For now I'm using something like this:
typedef _CupertinoThemeBuilder<T> = T Function(CupertinoThemeData theme);
typedef _MaterialThemeBuilder<T> = T Function(ThemeData theme);
class PlatformTheme {
final BuildContext context;
PlatformTheme(this.context);
T call<T>({
@required _CupertinoThemeBuilder<T> cupertino,
@required _MaterialThemeBuilder<T> material,
}) {
if (isMaterial(context)) {
return material(Theme.of(context));
} else if (isCupertino(context)) {
return cupertino(CupertinoTheme.of(context));
}
return throw new UnsupportedError(
'This platform is not supported: $defaultTargetPlatform');
}
}
And using it like so:
Widget build(BuildContext context) {
final platformTheme = PlatformTheme(context);
return Text(
'Platform Widgets Are Cool',
platformTheme<TextStyle>(
cupertino: (theme) => theme.textTheme.navTitleTextStyle,
material: (theme) => theme.textTheme.headline4,
),
);
}
I think it looks cleaner than PlatformWidgets everywhere with two identical Text with platform specific styles.

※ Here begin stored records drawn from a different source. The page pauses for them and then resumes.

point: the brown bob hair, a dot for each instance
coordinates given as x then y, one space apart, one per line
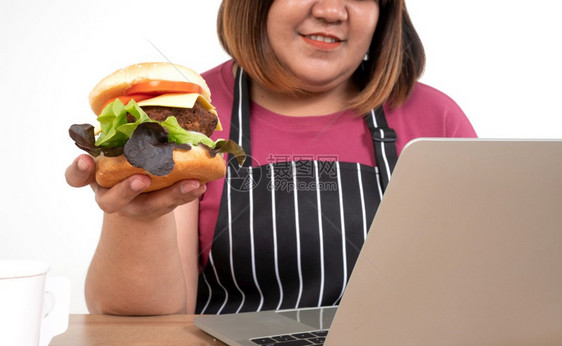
396 54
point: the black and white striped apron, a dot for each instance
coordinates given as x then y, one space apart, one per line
288 233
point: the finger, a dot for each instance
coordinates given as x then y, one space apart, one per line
160 202
81 172
122 194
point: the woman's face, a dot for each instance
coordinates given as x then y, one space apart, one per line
322 42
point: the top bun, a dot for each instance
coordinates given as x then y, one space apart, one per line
116 83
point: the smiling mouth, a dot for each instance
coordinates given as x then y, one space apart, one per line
321 38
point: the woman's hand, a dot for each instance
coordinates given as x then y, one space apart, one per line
126 198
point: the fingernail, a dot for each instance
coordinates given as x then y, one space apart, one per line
137 185
189 186
82 165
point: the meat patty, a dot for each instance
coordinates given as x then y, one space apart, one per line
192 119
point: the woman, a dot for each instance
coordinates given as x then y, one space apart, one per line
323 95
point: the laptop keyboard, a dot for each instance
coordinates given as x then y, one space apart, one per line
308 338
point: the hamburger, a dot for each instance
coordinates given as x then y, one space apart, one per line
154 119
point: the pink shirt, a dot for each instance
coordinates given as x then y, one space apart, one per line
343 136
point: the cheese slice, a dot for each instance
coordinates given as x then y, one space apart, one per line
181 101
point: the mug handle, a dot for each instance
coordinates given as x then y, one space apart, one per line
55 309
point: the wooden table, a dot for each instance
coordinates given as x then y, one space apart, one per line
118 330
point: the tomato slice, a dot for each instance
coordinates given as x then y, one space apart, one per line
126 99
157 87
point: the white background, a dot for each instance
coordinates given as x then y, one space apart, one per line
500 60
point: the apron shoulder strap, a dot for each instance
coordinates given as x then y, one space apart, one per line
384 140
239 122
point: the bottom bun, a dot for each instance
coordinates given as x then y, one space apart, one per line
196 164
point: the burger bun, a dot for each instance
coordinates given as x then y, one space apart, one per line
116 84
196 164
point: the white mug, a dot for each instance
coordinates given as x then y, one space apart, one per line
33 307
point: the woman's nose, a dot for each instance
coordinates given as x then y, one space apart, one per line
330 11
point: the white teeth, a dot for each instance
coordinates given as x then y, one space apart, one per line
322 38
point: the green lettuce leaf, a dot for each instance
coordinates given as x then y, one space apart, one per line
116 130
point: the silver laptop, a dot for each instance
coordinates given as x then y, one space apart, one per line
465 249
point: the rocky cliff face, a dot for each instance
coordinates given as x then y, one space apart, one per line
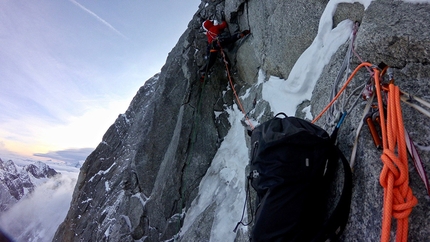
17 183
140 182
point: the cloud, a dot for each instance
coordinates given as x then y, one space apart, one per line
37 217
98 18
70 156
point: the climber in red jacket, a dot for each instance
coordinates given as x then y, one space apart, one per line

Widget build(BuildContext context) {
return PlatformWidget(
cupertino: (context, __) {
return Text(
'Platform Widgets Are Cool',
style: Theme.of(context).textTheme.headline4,
);
},
material: (context, __) {
return Text(
'Platform Widgets Are Cool',
style: CupertinoTheme.of(context).textTheme.navLargeTitleTextStyle,
);
},
);
}
@pxsanghyo I have added something akin to what you posted.
@aqwert I like that approach as I am starting to use it. I set up to use Google Fonts package via setting up a Typographty class and than I just go through my PlatformText and set the style.
What I also like about the approach is that I can easily re-use that in a Root Widget when I do Goldens Testing... so I also get the styles applied during Goldens Testing.